Ariane Mnouchkine, com quem estive no último inverno, disse que acredita que estamos entrando em uma nova era, um retorno a gentileza, as utopias, a beleza. Aos ritos. Acho que prefiro descansar nas palavras de Ariane. Não que Jan Fabre não tenha para mim extrema importância e todo o meu respeito. É justamente ele que me deixa sem dormir, enfim. Mas sou menina e aprendi a gostar dos contornos mais sutis.
A verdade é que nos últimos tempos tenho estado com pessoas muito especiais, desde as mais celebres, as mais anônimas, todos inscrevem em mim memórias para o amanhã. De novas amizades, parcerias e amores. Amigas que partem ainda cedo. Parcerias que se criam, para ainda futuro. Vizinhanças que se aproximam sempre e mais. Paixões que retornam em sábados de madrugada primaveril de gravata cor de rosa e gosto de champange nos lábios que me tentam ainda e sempre e mais, vontade de dançar um último tango em Paris. Dançamos então ! Viva viva esses encontros de vida ! Viva viva curso de salsa as cinco da matina no meu salão ! Viva viva a união franco brasilina que alarga os corações ! Viva Maguy Marin ! Jan Fabre ! Fernando Eichenberg ! Ariane M. ! Erica Montanheiro ! Mrs B. ! Viva viva essa Poitiers que chegou hoje em mim ! Viva viva essa tal mediocridade que me dá ganas de querer mais e mais ! Viva viva Florentino ! Viva Baskerville, eterno sempre em mim ! Viva toda uma saudade ! Viva viva aos viajantes, e principalmente um viva para aqueles que tem coragem !
4 comentários:
Putz! Você anda inspirada hein? Não sei se sua peça em SP foi um fracasso mesmo, ou não, se o público entendeu, se a crítica massacrou... Sei lá! O que eu sei é que, pelo menos na arte de poesia e da crônica, você manda muito bem! Acho que já comentei isso aqui antes, mas elogio nunca é demais né... Escrever assim é uma coisa visceral né.. To até pensando em começar um blog tmb!!!
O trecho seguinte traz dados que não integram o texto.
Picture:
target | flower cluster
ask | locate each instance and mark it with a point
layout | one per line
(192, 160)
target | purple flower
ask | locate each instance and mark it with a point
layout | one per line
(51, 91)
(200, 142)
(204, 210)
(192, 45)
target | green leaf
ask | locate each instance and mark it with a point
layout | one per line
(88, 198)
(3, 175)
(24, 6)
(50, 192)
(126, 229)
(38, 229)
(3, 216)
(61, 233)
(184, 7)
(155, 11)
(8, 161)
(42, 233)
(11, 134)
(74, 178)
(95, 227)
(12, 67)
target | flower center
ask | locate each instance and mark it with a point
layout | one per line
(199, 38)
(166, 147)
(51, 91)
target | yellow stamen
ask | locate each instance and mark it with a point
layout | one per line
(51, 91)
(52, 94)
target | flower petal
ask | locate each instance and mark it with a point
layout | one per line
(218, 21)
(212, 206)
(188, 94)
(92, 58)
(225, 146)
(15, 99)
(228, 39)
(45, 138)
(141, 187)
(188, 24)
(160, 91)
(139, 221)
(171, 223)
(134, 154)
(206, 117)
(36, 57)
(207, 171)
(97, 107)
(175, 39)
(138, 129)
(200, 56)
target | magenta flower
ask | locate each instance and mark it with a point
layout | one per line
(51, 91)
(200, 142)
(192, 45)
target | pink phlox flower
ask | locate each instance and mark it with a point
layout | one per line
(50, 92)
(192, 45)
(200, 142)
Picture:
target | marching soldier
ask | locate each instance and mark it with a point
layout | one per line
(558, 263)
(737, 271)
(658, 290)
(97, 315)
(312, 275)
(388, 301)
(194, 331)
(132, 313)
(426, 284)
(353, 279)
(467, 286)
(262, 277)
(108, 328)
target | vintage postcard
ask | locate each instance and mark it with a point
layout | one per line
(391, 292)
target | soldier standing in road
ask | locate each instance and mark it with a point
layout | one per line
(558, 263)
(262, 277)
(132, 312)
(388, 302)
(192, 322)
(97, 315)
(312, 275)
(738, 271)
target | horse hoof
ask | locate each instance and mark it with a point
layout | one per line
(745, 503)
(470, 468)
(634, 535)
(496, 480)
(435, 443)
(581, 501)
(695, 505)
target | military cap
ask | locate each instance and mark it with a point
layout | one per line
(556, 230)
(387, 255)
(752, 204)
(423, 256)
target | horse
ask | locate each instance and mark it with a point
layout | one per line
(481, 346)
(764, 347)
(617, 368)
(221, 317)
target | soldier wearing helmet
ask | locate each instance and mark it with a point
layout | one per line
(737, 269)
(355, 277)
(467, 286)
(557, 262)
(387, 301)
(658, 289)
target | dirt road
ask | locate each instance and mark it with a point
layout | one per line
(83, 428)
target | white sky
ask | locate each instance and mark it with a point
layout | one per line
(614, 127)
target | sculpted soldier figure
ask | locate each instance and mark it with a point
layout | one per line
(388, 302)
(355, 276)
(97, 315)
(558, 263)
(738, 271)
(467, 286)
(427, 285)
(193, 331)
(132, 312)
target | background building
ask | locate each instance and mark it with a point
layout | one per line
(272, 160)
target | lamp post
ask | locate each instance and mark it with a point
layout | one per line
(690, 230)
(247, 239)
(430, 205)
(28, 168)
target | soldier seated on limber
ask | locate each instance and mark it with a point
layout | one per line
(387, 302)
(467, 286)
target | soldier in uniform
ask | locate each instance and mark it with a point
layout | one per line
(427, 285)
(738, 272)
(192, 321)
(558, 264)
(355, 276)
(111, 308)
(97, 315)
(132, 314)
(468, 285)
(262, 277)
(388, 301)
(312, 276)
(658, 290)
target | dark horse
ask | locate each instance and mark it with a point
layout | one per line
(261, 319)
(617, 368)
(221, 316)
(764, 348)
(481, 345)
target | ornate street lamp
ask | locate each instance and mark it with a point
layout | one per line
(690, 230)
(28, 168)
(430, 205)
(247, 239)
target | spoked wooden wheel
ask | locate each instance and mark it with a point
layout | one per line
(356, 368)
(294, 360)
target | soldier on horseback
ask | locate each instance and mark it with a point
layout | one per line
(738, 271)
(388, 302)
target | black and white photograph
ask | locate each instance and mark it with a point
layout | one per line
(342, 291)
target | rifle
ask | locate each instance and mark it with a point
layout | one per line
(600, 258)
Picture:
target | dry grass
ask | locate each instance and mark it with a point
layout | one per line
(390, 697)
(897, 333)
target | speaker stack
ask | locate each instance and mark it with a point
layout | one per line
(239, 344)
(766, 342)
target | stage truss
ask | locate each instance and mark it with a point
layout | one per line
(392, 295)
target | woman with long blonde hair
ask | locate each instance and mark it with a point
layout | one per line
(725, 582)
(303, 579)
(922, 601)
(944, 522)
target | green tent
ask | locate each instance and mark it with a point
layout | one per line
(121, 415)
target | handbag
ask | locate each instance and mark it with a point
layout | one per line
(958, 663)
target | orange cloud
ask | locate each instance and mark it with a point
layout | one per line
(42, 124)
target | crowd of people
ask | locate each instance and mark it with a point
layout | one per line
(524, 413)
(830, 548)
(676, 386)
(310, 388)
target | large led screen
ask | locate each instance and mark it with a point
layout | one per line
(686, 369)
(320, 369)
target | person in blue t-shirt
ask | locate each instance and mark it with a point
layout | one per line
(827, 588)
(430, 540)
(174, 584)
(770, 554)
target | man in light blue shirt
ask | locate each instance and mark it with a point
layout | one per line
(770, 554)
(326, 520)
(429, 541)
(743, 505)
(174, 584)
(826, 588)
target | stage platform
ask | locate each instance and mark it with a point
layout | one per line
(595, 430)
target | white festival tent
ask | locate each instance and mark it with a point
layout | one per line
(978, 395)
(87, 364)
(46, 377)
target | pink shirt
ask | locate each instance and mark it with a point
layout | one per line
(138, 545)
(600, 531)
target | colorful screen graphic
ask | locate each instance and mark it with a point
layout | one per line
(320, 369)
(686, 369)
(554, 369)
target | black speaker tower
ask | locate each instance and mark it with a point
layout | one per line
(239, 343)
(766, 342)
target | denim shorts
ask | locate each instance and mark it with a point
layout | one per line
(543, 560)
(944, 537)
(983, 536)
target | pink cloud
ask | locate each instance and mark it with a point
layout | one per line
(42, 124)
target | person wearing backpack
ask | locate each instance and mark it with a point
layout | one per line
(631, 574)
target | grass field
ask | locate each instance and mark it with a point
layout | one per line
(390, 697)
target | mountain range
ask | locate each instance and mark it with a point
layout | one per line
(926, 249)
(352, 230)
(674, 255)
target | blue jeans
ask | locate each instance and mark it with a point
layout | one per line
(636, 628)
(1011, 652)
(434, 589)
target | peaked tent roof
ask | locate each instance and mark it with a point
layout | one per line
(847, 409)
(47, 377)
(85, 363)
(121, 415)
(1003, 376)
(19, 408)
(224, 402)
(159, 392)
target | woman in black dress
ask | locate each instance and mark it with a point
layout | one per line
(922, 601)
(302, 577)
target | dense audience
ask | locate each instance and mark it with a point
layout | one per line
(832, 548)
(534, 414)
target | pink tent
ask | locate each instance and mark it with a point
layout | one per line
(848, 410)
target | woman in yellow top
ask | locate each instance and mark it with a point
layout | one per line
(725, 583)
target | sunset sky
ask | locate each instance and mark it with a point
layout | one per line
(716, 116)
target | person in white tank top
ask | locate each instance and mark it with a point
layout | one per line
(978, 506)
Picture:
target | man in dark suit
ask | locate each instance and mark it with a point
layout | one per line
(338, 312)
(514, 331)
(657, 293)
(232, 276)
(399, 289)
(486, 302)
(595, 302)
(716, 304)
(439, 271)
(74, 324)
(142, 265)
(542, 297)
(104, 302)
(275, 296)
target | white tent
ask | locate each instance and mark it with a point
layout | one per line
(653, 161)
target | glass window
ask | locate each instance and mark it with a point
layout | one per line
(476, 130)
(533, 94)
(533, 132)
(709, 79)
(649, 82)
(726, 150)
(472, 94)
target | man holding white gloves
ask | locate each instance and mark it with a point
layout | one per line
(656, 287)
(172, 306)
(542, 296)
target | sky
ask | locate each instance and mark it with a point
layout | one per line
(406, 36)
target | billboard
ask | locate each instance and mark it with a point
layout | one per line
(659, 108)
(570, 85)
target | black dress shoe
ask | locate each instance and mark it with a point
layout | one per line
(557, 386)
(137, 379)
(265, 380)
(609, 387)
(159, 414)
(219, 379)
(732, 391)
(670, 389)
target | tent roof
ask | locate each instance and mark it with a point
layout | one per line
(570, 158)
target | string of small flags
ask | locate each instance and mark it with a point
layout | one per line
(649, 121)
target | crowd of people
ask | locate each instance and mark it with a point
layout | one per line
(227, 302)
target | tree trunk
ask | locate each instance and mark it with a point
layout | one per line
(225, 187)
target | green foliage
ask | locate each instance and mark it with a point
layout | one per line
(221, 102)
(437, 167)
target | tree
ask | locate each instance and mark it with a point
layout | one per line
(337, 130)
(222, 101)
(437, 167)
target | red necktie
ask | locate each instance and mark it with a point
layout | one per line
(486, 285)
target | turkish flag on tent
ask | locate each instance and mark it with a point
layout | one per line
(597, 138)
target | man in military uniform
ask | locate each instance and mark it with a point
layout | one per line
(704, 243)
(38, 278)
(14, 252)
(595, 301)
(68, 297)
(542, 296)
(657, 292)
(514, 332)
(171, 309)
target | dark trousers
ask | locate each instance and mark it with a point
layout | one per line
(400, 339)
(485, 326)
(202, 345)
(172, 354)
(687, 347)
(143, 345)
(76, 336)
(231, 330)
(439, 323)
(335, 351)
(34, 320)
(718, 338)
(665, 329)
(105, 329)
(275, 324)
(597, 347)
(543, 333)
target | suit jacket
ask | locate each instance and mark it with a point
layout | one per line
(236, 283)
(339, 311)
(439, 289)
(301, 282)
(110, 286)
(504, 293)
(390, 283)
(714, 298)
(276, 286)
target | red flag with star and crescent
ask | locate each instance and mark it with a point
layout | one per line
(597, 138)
Oui!!! Pour quoi pas?! A peça era linda... mas foi um fracasso no melhor dos sentidos!
A inspiração... é sempre a melhor companheira da não compreensão!
Que a expressão seja então vital!
obrigada ricardo!
Tenho lido seus escritos e surge o impulso de sentar ao seu lado e trocar, e então o faço enquanto leio e aprecio, das suas inquietudes, o expressar do profundo tão belo. Despetalando a flor é o movimento em que me sinto, com muitas mortes e tantos encontros e em mim o silêncio, ainda e sempre, que sai um pouco através de você. Viva as conexões, viva a alma!!!
e vc poderia me dizer seu nome senhor anonimo, de conexões de alma?